Now, take an other plane $\;\mathcal P_2\;$ parallel to the $\;xy\;$ plane at $\;z=h\;$ with a uniform surface charge density $\;\sigma_2\;$ producing its own $\;\mathbf{E}_2\;$ and find $\;\mathbf{E}\left(x,y,z\right)=\mathbf{E}_1\left(x,y,z\right)+\mathbf{E}_2\left(x,y,z\right)$.

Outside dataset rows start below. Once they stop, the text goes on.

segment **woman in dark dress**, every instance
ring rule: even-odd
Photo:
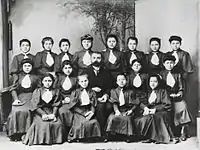
[[[42,87],[36,89],[31,100],[33,123],[23,138],[26,145],[60,144],[64,141],[64,127],[57,115],[61,101],[59,90],[52,88],[54,77],[42,77]]]
[[[126,142],[131,141],[131,136],[135,134],[132,119],[135,108],[140,104],[136,93],[128,90],[124,74],[117,76],[116,89],[111,90],[110,102],[113,105],[114,113],[110,114],[107,120],[106,132],[109,135],[118,134],[125,136]],[[105,142],[107,139],[105,139]]]
[[[58,110],[58,114],[66,129],[66,138],[72,124],[73,113],[69,110],[70,95],[76,89],[76,77],[73,76],[73,66],[69,60],[62,63],[62,74],[57,78],[55,87],[60,89],[60,99],[62,106]]]
[[[68,142],[101,137],[100,125],[94,116],[97,105],[96,94],[88,89],[89,80],[86,74],[78,76],[78,83],[80,88],[71,94],[70,109],[74,117]]]
[[[147,99],[140,104],[140,116],[134,120],[137,135],[146,139],[146,143],[169,143],[173,138],[169,123],[171,102],[167,91],[161,89],[159,83],[158,75],[149,77],[150,91]]]
[[[32,74],[33,61],[26,58],[21,61],[23,72],[17,75],[15,85],[11,89],[13,97],[12,111],[8,116],[8,137],[11,140],[21,140],[31,125],[30,100],[38,86],[37,76]]]

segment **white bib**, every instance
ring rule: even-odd
[[[67,53],[65,53],[62,57],[62,62],[65,60],[69,60],[69,56],[67,55]]]
[[[151,57],[151,63],[154,65],[159,65],[159,58],[157,53],[153,53],[152,57]]]
[[[169,72],[169,73],[167,74],[167,79],[166,79],[167,85],[169,85],[170,87],[174,87],[175,82],[176,82],[176,81],[175,81],[173,75],[171,74],[171,72]]]
[[[121,89],[119,93],[119,106],[123,106],[124,104],[125,104],[124,93]]]
[[[63,84],[62,84],[62,88],[63,88],[65,91],[68,91],[69,89],[71,89],[71,87],[72,87],[72,83],[71,83],[69,77],[67,76],[67,77],[65,78],[65,81],[64,81]]]
[[[130,64],[132,63],[133,60],[137,59],[135,53],[134,52],[131,52],[131,53],[132,54],[131,54],[131,58],[130,58],[130,61],[129,61]]]
[[[91,56],[89,54],[88,51],[85,52],[84,56],[83,56],[83,64],[86,65],[86,66],[89,66],[91,65]]]
[[[174,65],[176,65],[176,64],[179,62],[179,57],[178,57],[177,51],[174,51],[174,52],[172,53],[172,55],[176,58],[175,64],[174,64]]]
[[[49,103],[53,98],[53,94],[52,91],[49,91],[49,89],[47,89],[43,95],[42,95],[42,100],[45,101],[46,103]]]
[[[21,86],[26,89],[31,87],[31,79],[28,74],[25,75],[24,78],[22,79]]]
[[[110,50],[110,54],[109,54],[109,58],[108,58],[108,61],[111,63],[111,64],[114,64],[116,62],[117,58],[116,56],[113,54],[113,51]]]
[[[155,102],[156,98],[157,98],[157,95],[156,95],[155,91],[153,90],[148,99],[149,104]]]
[[[90,97],[87,93],[87,91],[84,89],[83,92],[81,93],[81,105],[88,105],[90,104]]]
[[[137,74],[133,80],[133,86],[140,87],[142,85],[142,79],[140,78],[139,74]]]
[[[50,52],[47,52],[46,63],[51,67],[54,64],[54,59]]]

Proof of equation \eqref{eq01} using Coulomb's Law only

In Figure-01 a test charge $\;q\;$ is at a height $\;h\;$ over a plane $\;\mathcal P\;$ with uniform surface charge density $\;\sigma$. Let a ring of finite radius $\;R\;$ and of infinitesimal width $\;\mathrm dR$. If we take a piece of the ring of infinitesimal length $\;\delta\ell\;$ then the infinitesimal area $\;\mathrm dR\cdot\delta\ell\;$ carries charge $\;\sigma\cdot\mathrm dR\cdot\delta\ell\;$ and exerts on the charge $\;q\;$ a force
$$\delta\mathbf{f}=\dfrac{q\cdot\left(\sigma\cdot\mathrm dR\cdot\delta\ell\right)}{4\pi\epsilon_{0}r^2}\dfrac{\mathbf{r}}{\;r\;} \tag{02}\label{eq02}$$ This force has components normal and parallel to the plane $\;\mathcal P\;$ $$\delta\mathbf{f}=\delta \mathbf{f}_{\boldsymbol z}\boldsymbol{+}\delta \mathbf{f}_{\boldsymbol{\rho}} \tag{03}\label{eq03}$$ If we integrate with respect to $\;\ell\;$ we have $$\underbrace{\oint_\ell\delta\mathbf{f}}_{\mathrm d \bf F}=\underbrace{\oint_\ell\delta \mathbf{f}_{\boldsymbol z}}_{\mathrm d \mathbf{F}_{\!\boldsymbol z}}\boldsymbol{+}\underbrace{\oint_\ell\delta \bf f_{\boldsymbol{\rho}}}_{\mathrm d \bf F_{\! \boldsymbol{ \rho}}} \tag{04}\label{eq04}$$ or $$\mathrm d \mathbf{F}=\mathrm d \mathbf{F}_{\!\boldsymbol z}\boldsymbol{+}\mathrm d \mathbf{F}_{\! \boldsymbol{ \rho}} \tag{05}\label{eq05}$$ Because of the rotational symmetry with respect to the vertical $\;z-$axis the components $\;\delta \bf f_{\boldsymbol{\rho}}\;$ cancel out so $\;\mathrm d \bf F_{\!\boldsymbol{ \rho}}=\boldsymbol{0}\;$ and $$\mathrm d \mathbf{F}=\mathrm d \mathbf{F}_{\!\boldsymbol z}=\dfrac{q\sigma}{2\epsilon_{0}}\dfrac{R\cos\theta\mathrm dR}{r^2}\mathbf{k} \tag{06}\label{eq06}$$ Now from the geometry of this configuration \begin{align} R &=h\tan\theta \tag{07.1}\label{eq07.1}\\ \mathrm dR &=\dfrac{h}{\cos^2\theta}\mathrm d\theta \tag{07.2}\label{eq07.2}\\ r^2 &=\dfrac{h^2}{\cos^2\theta} \tag{07.3}\label{eq07.3} \end{align} and replacing in \eqref{eq06} $$\mathrm d \mathbf{F}=\dfrac{q\sigma}{2\epsilon_{0}}\sin\theta\,\mathrm d\theta\,\mathbf{k} \tag{08}\label{eq08}$$ Integrating $$\mathbf{F}=\dfrac{q\sigma}{2\epsilon_{0}}\left(\int\limits_{0}^{\pi/2}\sin\theta\,\mathrm d\theta\right)\mathbf{k}=\dfrac{q\sigma}{2\epsilon_{0}}\Bigl[-\cos\theta\Bigr]_{0}^{\pi/2}\mathbf{k}=\dfrac{q\sigma}{2\epsilon_{0}}\mathbf{k} \tag{09}\label{eq09}$$ so $$\mathbf{E}=\dfrac{\mathbf{F}}{q}= \dfrac{\sigma}{2\epsilon_{0}}\,\mathbf{k} \tag{10}\label{eq10}$$ a result independent of the position coordinates of the test charge $\;q$.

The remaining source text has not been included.